Quatre jeunes âgés de 14 ans, trois garçons et une fille correspondante étrangère, ont été placés en garde à vue à Châteaulin (Finistère), mardi 30 juin 2026, dans le cadre des incendies qui ont détruit 30 hectares de terre, vendredi 26 juin 2026, au Ménez-Hom. Ils ont été remis en liberté. Mais l’implication de chacun reste à définir.
Par Pierre FONTANIER
Quatre jeunes âgés de 14 ans ont été placés en garde à vue, mardi 30 juin 2026, à la mi-journée dans les locaux de la compagnie de gendarmerie de Châteaulin (Finistère). Ces trois garçons et une fille, correspondante étrangère en séjour dans le Finistère, sont soupçonnés d’être impliqués dans l’incendie qui s’est produit vendredi 26 juin 2026. Le feu s’est déclenché dans la soirée à Plomodiern, dans le secteur du Ménez-Hom. D’après nos informations, l’un d’entre eux possédait un briquet, ce qu’auraient ignoré les trois autres. Il serait directement à l’origine des trente hectares détruits par les flammes dans la nuit de vendredi à samedi.
Deux connus dans la commune
Tous ces jeunes n’habitent pas à Plomodiern, mais deux d’entre eux sont connus dans la commune
, indique Joël Blaize, le maire de Plomodiern, où les flammes ont détruit la végétation. Le premier magistrat de cette bourgade d’environ 2 300 âmes préfère ne pas faire davantage de commentaires sur le placement en garde à vue de ces jeunes : Je ne sais pas quelles sont les responsabilités de chacun et ce qu’ils ont déclaré aux gendarmes lors de leurs auditions.
« Il était déjà trop tard »
Deux sources proches de l’enquête confirment que l’un des quatre jeunes, en possession d’un briquet, aurait allumé le feu. Les trois autres ont assuré hier en garde à vue qu’ils n’y étaient pour rien et ont déclaré aux forces de l’ordre que lorsqu’ils ont découvert les flammes, il était déjà trop tard. » Chacun des quatre mineurs est assisté par un avocat du barreau de Quimper (Finistère).
Les témoignages recueillis [dans le cadre de l’appel à témoins lancé en début de semaine] ont permis d’identifier un groupe d’adolescents susceptibles d’être impliqués dans la survenance de cet incendie, a confirmé mercredi Cécile Flamet, la procureure de la République de Quimper en réponse à nos sollicitations.
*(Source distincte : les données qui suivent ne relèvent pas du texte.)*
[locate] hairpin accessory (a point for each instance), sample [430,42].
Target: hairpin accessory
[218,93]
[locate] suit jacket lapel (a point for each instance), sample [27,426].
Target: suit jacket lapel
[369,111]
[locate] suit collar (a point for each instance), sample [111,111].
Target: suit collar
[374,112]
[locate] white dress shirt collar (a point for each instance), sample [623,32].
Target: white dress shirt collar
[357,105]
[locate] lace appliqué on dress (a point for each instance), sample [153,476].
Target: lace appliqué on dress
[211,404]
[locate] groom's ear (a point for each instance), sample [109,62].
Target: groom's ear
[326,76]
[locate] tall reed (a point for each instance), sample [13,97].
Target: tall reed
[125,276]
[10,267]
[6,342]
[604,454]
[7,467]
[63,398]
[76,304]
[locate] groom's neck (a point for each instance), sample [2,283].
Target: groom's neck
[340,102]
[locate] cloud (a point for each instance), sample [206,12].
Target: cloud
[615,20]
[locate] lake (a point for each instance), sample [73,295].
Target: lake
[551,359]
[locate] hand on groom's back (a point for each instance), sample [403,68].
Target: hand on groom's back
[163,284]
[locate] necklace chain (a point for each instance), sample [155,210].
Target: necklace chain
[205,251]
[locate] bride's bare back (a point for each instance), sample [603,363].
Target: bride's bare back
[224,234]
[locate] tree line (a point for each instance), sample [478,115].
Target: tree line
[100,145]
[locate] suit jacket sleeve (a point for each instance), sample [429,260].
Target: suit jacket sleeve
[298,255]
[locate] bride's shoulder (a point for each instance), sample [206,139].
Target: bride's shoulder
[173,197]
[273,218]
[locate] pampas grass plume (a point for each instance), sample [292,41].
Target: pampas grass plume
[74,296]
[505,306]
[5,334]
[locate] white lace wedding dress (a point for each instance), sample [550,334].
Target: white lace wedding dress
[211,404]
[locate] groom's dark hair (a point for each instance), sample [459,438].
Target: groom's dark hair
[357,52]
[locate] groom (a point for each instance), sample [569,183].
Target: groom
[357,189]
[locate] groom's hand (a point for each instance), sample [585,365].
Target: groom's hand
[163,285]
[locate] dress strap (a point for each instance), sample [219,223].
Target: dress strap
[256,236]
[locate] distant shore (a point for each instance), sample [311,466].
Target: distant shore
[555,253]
Les quatre jeunes entendus ont été soupçonnés de destruction par incendie de bois, forêt, lande, maquis ou plantation d’autrui pouvant causer un dommage aux personnes.
« Des vérifications supplémentaires »
La représentante du ministère public ajoute que « les explications données quant à l’implication éventuelle de ces quatre jeunes vont faire l’objet de vérifications supplémentaires. Ils ont été remis en liberté, hier soir. Aucun d’entre eux ne présente d’antécédent judiciaire. À ce stade, le parquet n’a pas donné de réponse pénale. Les investigations des gendarmes se poursuivent, notamment pour préciser le degré d’implication respectif des quatre jeunes ».
Le Service départemental d’incendie et de secours du Finistère, le Sdis, est actuellement en train de chiffrer le préjudice financier entraîné par l’incendie. Ces quatre jeunes mis en cause pourraient aussi être poursuivis pour d’autres infractions, précise un membre des forces de l’ordre. Par exemple, de ne pas avoir prévenu tout de suite de la commission de l’incendie
. L’enquête de gendarmerie se poursuit.